We have used a safety deposit box for this metaphor, because if you lost funds due to your bank falling victim to a cyberattack you would likely be refunded. The priceless jewellery in that box is gone forever, just like the cryptocurrency you trusted in the online wallet of a crypto exchange.
Storing coins in an exchange is convenient and means you can quickly access them and spend them with any web-connected device. However, it means you must place your trust entirely in the exchange's security.
Instead, you should consider transferring the coins to your own digital wallet, or in to so-called cold storage.

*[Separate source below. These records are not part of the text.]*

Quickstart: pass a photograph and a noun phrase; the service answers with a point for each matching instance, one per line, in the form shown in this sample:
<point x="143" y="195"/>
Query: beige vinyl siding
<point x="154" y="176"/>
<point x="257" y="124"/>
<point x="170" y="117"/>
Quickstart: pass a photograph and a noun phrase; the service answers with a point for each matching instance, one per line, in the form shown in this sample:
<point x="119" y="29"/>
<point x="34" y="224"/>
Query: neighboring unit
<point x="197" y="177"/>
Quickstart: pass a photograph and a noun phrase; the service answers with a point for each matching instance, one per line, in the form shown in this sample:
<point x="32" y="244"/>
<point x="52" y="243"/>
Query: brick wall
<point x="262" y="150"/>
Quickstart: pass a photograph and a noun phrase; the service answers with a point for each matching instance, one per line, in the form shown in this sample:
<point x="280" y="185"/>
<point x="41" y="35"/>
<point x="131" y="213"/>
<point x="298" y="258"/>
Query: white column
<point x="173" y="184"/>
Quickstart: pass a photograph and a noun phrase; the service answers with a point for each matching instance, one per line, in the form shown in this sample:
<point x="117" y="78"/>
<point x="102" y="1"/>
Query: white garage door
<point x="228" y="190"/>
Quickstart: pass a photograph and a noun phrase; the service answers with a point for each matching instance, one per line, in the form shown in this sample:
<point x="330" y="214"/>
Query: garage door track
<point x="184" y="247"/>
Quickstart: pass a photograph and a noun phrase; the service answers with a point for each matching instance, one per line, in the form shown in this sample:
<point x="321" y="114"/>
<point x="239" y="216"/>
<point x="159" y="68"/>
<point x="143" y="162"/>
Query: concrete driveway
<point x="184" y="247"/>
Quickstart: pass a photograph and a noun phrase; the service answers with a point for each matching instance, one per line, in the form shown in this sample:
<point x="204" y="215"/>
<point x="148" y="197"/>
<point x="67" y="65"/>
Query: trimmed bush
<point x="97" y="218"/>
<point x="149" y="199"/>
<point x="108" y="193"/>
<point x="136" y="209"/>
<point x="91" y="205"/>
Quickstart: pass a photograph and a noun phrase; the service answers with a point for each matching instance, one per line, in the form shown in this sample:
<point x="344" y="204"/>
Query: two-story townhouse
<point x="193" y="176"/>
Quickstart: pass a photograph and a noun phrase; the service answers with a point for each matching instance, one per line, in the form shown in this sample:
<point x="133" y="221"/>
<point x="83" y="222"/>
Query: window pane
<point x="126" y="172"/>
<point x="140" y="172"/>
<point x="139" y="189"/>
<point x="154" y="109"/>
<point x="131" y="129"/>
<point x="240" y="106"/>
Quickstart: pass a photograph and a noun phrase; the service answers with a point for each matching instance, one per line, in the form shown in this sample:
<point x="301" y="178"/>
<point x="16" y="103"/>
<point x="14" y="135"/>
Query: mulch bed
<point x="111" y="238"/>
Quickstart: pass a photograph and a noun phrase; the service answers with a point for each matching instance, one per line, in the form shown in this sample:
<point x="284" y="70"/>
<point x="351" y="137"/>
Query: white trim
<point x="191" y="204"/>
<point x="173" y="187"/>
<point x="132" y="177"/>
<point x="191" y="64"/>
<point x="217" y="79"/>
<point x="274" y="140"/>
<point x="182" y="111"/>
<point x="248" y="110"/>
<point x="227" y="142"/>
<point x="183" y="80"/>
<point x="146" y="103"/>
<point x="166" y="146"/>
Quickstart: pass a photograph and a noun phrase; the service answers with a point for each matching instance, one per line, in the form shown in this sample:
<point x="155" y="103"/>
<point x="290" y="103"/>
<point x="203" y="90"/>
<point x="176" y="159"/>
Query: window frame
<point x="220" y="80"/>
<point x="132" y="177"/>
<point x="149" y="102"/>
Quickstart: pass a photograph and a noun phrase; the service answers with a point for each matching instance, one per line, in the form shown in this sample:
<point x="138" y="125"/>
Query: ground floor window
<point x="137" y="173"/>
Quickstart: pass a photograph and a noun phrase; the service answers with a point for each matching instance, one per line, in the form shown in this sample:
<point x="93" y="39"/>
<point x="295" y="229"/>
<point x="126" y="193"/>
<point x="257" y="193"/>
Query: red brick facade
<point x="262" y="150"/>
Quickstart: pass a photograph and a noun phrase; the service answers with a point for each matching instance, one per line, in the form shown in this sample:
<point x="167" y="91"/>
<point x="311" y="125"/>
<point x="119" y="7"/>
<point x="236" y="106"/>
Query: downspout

What is a cryptocurrency wallet?
At its simplest, there are two components of a crypto wallet; the public address and the private key. The former is like the account number of your bank, it lets people know where to send money intended for you. The latter is like your PIN, it is a code only you know and used to access your funds.
A digital wallet is a piece of software installed on your computer and contains these public and private keys. These wallets — such as those from Exodus.io — make it easy to control your assets, but they are only as secure as the computer they're installed on. They could fall victim to malware, or become inaccessible in the event of a hard drive failure, permanently disabling access to your coins.
Online wallets are another option, but just like an exchange's own wallet their security is out of your control and could fall victim to attack or scam.
Mobile app wallets are also useful, because they put cryptocurrency in your pocket and make it easy to buy goods in the real world with bitcoin and other coins. However, if you lose your smartphone you also lose access to your coins.
Bitcoin and other cryptocurrencies have suffered heavy losses in 2018iStock
If you hold a large amount of cryptocurrency, or coins which you wish to keep as a long-term investment, you should consider buying a form of cold storage. Simply put, this is a device — a USB stick, a purpose-made device like the Trezor or the Ledger, or even a computer — which is not connected to the internet.
Getting at these coins and converting them into a real-world currency like US dollars will mean one day connecting the device to the internet and heading to an exchange. But until that day comes, your coins will be safely offline. That said, you might want to make a backup and store that somewhere else on a second device, to prevent the risk of your fortune being destroyed by fire or flood. Adding a level of encryption to the device your wallet is stored on will help prevent the coins from being accessed if it is stolen.
What about a paper wallet?
This is the simplest form of cryptocurrency storage. All you have to do is create a free wallet online, then print out its public bitcoin address and private access key. These are long alphanumeric codes and also often displayed as a QR code.
Once printed, delete any digital copy and keep the piece of paper somewhere very safe — perhaps in that safety deposit box we mentioned earlier.